I unload the kids and drag them inside. Freddie is miserable. They take one look at us and say "We don't see children under 5."
This is where I come dangerously close to loosing my mind and telling the woman behind the counter exactly what I think of her medical facility. My mind starts racing and I don't know what to do. There's a part of me that wants to get in the car and drive to Richmond and never come back.
I take a deep breath and ask them if they know of any pediatric facilities near by. They give me a number to a pediatrician's office...but now it's 4:50. So I strap the kids back in the car and call the insurance company. She was very nice, but she can't tell me if a place takes kids or not.
So I just start calling, because honestly, I haven't been to an urgent care facility since I was in high school and I have no idea if any of them take infants. Luckily, the first one I call does, and they're right around the corner from Kip and Denise's house.
So after a missed exit on the beltway, 5 o'clock traffic and my wallet forgotten in the car we are finally waiting to see a doctor. It's an ear infection. His first. Ainsley had had 4 or 5 by this age.

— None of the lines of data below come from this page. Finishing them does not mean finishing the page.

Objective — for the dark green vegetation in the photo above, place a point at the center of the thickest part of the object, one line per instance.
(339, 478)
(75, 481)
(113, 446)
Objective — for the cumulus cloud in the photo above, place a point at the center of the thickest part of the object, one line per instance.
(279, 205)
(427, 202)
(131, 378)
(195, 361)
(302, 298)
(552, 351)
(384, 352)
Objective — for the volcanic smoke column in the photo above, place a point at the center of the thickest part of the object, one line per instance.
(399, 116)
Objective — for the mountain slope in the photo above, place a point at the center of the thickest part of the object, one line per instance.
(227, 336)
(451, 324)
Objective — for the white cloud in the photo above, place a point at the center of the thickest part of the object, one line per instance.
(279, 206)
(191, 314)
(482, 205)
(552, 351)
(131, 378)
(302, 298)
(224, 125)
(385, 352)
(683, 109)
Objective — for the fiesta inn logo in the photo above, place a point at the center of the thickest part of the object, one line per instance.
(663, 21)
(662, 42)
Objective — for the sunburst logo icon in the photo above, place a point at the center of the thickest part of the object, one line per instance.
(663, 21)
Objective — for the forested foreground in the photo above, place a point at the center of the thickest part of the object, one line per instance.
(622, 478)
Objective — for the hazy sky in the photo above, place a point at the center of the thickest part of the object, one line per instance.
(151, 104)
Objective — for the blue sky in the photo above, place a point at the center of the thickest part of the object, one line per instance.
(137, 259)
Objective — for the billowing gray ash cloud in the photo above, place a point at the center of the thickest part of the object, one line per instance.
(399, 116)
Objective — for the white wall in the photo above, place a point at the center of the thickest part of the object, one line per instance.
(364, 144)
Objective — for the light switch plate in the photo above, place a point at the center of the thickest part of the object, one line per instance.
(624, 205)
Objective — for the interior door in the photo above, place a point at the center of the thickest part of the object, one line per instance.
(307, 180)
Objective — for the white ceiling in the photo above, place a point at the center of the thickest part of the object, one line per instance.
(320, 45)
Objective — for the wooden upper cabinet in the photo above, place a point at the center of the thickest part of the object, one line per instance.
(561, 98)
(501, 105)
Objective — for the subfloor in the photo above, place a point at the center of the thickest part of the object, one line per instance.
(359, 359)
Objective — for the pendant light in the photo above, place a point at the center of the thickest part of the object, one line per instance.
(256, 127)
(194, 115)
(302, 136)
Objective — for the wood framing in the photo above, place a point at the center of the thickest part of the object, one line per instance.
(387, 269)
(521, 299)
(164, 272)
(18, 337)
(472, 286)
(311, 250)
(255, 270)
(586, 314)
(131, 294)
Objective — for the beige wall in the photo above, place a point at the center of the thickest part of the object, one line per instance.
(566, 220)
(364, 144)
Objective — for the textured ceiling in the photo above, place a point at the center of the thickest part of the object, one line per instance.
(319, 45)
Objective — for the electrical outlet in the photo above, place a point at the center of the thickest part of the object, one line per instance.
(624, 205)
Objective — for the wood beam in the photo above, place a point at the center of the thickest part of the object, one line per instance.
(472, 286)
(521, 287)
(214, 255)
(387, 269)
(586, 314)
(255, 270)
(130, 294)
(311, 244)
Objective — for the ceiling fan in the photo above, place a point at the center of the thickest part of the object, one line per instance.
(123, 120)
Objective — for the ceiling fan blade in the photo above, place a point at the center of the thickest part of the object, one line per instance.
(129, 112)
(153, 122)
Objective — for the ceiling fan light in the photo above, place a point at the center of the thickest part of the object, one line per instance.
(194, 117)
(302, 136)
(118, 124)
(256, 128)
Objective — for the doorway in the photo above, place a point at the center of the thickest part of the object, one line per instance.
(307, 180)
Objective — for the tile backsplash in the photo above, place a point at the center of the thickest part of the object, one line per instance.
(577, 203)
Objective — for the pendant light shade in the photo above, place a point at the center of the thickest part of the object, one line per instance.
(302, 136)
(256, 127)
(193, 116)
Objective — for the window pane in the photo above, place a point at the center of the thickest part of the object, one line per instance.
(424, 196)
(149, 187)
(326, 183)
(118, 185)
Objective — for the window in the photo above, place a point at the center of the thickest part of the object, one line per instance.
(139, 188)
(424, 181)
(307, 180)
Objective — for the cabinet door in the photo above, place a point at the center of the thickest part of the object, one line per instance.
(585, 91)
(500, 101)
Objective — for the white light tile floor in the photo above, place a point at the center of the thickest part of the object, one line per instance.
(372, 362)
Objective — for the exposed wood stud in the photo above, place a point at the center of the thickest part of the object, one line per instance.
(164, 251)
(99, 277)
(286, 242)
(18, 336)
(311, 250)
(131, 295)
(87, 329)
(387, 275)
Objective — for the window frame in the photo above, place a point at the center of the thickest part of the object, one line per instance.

And that was that. We filled the prescription, got pizza and made it home by 9.
So the thing I had been stressing over and dreading happened and I made it through. I can't tell you how many times moving back to Richmond went through my head. I felt so completely lost and Richmond is just so comfortable. I know what to do, I know where to go. I don't have that confidence here. I'm always worried I'm doing something wrong...at my job, during my commute, with the kids...but I figured it out.
It kind of turned a bad day into a better day. So maybe this whole move will not beat me, maybe I'll still come out on top. For the last three weeks I have not felt that way, I've felt the exact opposite. I guess that's how it happens, little victory by little accomplishment until you forget that you were once the new girl. I just hate being the new girl.